Now that we've made the DownloadHandler
asynchronous, we can serve multiple clients
in a non-blocking way. Even if a few different users want to download different
files, at the same time, our server won't block.
Benchmarks¶
Tornado isn't meant for serving large data. You should, when you have the option, use Nginx to serve large files. The benchmarks clearly show that.

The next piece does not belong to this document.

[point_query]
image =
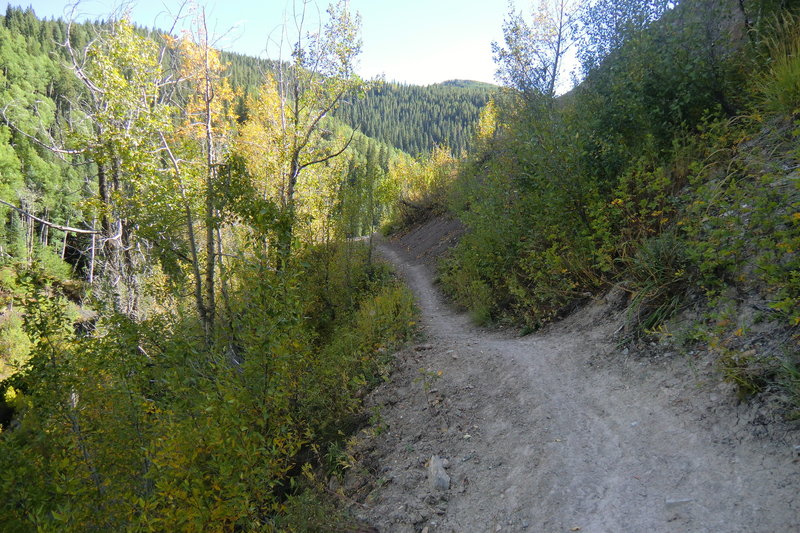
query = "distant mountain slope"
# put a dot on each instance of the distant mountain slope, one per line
(416, 118)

----------------------------+------------+---------------+---------------
Server | 1 request | 10 concurrent | 100 concurrent
| | requests | requests
----------------------------+------------+---------------+---------------
Nginx (w/ sendfile) | 0.130 sec | 0.978 sec | 15.790 sec
Nginx (w/o sendfile) | 0.155 sec | 1.472 sec | 22.424 sec
Tornado 5.0 (w/o sendfile) | 0.419 sec | 3.782 sec | 44.289 sec
It's quite apparent that Tornado can't keep up with Nginx.
What's sendfile
?
sendfile
is a function available on Linux (and Unix) which allows copying
file to a socket at kernel level. This is far more faster than what we're doing
- reading the file and writing to socket. While Python supports this using
os.sendfile
, Tornado doesn't. But there's an issue on Github about
adding this support to Tornado.
Some notes on performance¶
Nginx is so fast because it's optimized for serving files. While I don't know the inner workings of Nginx but I can safely say that part of the reason for its speed is the fact that it's written in C.
Although there's still room for optimizations in Tornado, by using sendfile
to write a file to socket which will make Tornado a little faster, but it still
won't be as fast as Nginx. So, serving large files with Tornado should only be
reserved for special cases where using Nginx is not possible.